YARGILAMA SÜRECİ VE ÖZGÜ HÜKÜMLER
TCK m. 191 suçu, failin kullanıcı olması nedeniyle kanun koyucu tarafından bazı özel usul ve müesseselere tabi tutulmuştur. Amaç, cezalandırmaktan ziyade failin tedavi edilerek topluma yeniden kazandırılmasıdır.
a. Kamu Davasının Açılmasının Ertelenmesi (TCK m. 191/2)
Soruşturma evresinde, Cumhuriyet savcısı, şüpheli hakkında TCK m. 191 kapsamındaki suçtan dolayı kamu davasının açılmasının 5 yıl süreyle ertelenmesine karar verebilir. Bu kararın verilebilmesi için şüphelinin daha önce aynı suçtan mahkum olmamış olması gibi ek koşullar aranmaz. Erteleme süresi zarfında şüpheliye, gereksinimlerine uygun olarak tedavi ve/veya denetimli serbestlik tedbiri uygulanır.
b. Tedavi ve/veya Denetimli Serbestlik Tedbiri (TCK m. 191/3)
Erteleme süresi içinde şüpheli hakkında, uzman hekim raporu doğrultusunda tedaviye veya denetimli serbestlik müdürlüğünce belirlenecek yükümlülüklere (örneğin, belirli yerlere gitmemek, eğitim programlarına katılmak) veya her ikisine birden karar verilir. Bu tedbirlerin amacı, şüphelinin madde bağımlılığından kurtulmasına yardımcı olmaktır.
c. İhlal Halinde Kamu Davasının Açılması (TCK m. 191/4)
Şüpheli, erteleme süresi içinde;
i.

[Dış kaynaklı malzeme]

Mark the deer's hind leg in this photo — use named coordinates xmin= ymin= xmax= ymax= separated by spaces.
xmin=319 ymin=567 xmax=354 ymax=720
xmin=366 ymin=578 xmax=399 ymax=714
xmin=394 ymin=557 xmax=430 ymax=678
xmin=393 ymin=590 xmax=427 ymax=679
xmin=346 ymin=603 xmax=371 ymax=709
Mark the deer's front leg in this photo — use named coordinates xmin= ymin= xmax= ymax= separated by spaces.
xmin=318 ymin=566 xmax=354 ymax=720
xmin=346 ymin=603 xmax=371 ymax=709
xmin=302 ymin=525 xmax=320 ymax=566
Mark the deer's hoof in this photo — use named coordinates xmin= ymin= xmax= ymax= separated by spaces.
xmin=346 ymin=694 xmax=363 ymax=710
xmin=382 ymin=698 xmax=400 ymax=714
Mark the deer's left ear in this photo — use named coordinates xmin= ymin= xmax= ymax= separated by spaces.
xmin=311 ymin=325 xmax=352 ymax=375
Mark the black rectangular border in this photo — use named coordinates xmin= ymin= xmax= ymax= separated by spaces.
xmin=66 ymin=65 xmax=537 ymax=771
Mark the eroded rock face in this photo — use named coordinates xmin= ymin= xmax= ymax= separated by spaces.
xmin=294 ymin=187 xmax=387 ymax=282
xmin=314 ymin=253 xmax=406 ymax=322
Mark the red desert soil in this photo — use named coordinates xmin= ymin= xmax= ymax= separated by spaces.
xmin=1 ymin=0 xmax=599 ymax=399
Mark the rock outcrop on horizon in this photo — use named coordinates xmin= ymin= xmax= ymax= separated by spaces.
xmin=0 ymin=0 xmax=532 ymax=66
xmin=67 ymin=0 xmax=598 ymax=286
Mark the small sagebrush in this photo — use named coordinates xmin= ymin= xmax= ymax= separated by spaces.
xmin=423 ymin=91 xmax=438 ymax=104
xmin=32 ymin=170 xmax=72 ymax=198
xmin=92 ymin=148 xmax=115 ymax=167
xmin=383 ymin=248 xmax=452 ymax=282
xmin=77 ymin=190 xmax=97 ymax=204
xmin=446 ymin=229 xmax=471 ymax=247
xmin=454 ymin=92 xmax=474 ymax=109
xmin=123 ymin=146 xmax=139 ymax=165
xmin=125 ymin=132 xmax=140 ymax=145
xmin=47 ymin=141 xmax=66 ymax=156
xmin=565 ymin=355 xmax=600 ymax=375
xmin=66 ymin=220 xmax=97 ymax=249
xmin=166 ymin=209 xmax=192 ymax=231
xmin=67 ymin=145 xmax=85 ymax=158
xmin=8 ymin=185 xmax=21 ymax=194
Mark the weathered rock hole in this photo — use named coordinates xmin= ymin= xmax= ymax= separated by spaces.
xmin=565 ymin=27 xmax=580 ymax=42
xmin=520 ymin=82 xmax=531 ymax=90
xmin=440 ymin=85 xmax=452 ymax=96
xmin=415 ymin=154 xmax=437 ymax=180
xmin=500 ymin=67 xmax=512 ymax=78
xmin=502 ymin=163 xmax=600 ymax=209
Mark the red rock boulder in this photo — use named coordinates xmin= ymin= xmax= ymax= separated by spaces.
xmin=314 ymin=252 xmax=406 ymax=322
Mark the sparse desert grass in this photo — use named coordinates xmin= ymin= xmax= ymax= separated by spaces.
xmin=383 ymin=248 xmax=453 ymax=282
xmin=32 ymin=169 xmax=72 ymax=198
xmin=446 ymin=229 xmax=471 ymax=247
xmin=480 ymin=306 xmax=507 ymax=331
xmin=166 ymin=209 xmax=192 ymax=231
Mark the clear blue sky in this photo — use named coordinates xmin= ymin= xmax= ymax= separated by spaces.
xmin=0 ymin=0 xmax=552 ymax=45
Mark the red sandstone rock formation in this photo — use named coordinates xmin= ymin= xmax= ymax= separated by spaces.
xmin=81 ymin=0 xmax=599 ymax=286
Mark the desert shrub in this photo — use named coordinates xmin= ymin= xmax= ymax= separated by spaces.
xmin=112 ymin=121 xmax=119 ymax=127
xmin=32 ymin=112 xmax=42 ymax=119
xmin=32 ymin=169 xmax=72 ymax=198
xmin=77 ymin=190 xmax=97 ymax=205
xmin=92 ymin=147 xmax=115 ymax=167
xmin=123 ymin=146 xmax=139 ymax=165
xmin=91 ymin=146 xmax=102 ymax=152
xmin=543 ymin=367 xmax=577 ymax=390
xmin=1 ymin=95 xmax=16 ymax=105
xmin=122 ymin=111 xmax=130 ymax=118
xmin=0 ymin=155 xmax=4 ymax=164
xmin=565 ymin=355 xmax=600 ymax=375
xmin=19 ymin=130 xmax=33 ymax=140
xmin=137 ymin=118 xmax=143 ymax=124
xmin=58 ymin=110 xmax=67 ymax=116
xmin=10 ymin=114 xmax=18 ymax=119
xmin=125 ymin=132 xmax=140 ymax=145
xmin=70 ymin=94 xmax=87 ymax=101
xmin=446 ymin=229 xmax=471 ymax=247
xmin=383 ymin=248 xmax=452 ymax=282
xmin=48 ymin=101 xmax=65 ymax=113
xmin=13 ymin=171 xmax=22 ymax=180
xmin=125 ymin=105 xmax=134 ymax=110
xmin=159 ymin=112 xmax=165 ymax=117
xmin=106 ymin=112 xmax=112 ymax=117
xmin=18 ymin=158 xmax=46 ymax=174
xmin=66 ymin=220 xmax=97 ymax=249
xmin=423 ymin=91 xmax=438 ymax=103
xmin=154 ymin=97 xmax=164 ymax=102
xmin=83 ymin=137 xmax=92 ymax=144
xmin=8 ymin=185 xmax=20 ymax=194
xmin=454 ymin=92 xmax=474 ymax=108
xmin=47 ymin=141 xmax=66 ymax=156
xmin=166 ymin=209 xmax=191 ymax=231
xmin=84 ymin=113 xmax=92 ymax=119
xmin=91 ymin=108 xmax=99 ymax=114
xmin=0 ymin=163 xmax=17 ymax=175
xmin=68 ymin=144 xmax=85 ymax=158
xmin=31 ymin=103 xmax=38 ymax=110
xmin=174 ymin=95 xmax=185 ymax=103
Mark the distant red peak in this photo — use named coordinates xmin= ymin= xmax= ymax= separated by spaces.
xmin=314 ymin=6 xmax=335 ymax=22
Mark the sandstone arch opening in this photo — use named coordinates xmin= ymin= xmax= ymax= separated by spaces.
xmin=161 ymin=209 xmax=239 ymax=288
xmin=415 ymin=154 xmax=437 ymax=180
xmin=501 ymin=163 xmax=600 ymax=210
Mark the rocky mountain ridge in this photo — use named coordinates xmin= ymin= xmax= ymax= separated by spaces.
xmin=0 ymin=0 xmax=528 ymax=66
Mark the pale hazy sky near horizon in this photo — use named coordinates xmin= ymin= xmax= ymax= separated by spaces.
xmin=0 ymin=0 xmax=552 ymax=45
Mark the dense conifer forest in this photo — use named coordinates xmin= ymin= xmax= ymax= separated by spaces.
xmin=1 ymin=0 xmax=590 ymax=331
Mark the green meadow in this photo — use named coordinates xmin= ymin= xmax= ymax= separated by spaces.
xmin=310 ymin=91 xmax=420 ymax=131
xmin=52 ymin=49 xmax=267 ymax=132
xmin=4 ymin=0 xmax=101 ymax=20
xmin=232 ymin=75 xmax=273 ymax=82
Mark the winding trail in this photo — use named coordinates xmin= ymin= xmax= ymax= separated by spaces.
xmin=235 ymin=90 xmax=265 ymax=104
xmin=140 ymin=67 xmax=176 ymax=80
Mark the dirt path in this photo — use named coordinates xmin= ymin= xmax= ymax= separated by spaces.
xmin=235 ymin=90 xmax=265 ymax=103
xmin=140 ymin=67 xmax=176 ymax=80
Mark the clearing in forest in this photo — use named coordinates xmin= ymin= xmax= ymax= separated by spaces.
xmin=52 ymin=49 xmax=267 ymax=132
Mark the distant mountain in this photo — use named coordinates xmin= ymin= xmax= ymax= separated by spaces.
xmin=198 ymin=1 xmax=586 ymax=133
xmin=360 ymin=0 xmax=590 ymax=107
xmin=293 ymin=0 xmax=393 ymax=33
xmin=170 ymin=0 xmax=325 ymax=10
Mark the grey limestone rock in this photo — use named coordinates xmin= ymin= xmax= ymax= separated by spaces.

Kendisine yüklenen yükümlülüklere veya tedavinin gereklerine aykırı davranırsa,
ii. Tekrar kullanmak için uyuşturucu madde satın alır, kabul eder veya bulundurursa,
iii. Uyuşturucu veya uyarıcı madde kullanırsa,
hakkında kamu davası açılır.
d. Tekrar İşleme Halinde Uygulanacak Hükümler (TCK m. 191/5)
Erteleme süresi zarfında TCK m. 191 kapsamındaki fiilleri tekrar işleyen kişi hakkında, bu suçtan dolayı kamu davası açılır ve bu durumda artık davanın ertelenmesi kararı verilemez. Yargılama sonucunda hükmolunan ceza da ertelenemez.
e. Etkin Pişmanlık (TCK m. 192/3)
TCK m. 192/3, TCK m. 191 suçuna özgü bir etkin pişmanlık hali düzenlemektedir. Buna göre, kullanmak amacıyla uyuşturucu veya uyarıcı madde satın alan, kabul eden veya bulunduran kişi, bu maddeyi kullanmadan önce veya resmi makamlar tarafından haber alınmadan önce, maddeyi kimden, nerede ve ne zaman temin ettiğini merciine bildirerek suçluların yakalanmalarını veya uyuşturucu veya uyarıcı maddenin ele geçirilmesini kolaylaştırırsa, hakkında cezaya hükmolunmaz. Bu hüküm, suçun işlenmesini önlemeye ve suç faillerinin ortaya çıkarılmasına hizmet etmektedir. Savunma stratejisi açısından önemli bir imkan sunmaktadır (Talep Sonucu, Madde 2).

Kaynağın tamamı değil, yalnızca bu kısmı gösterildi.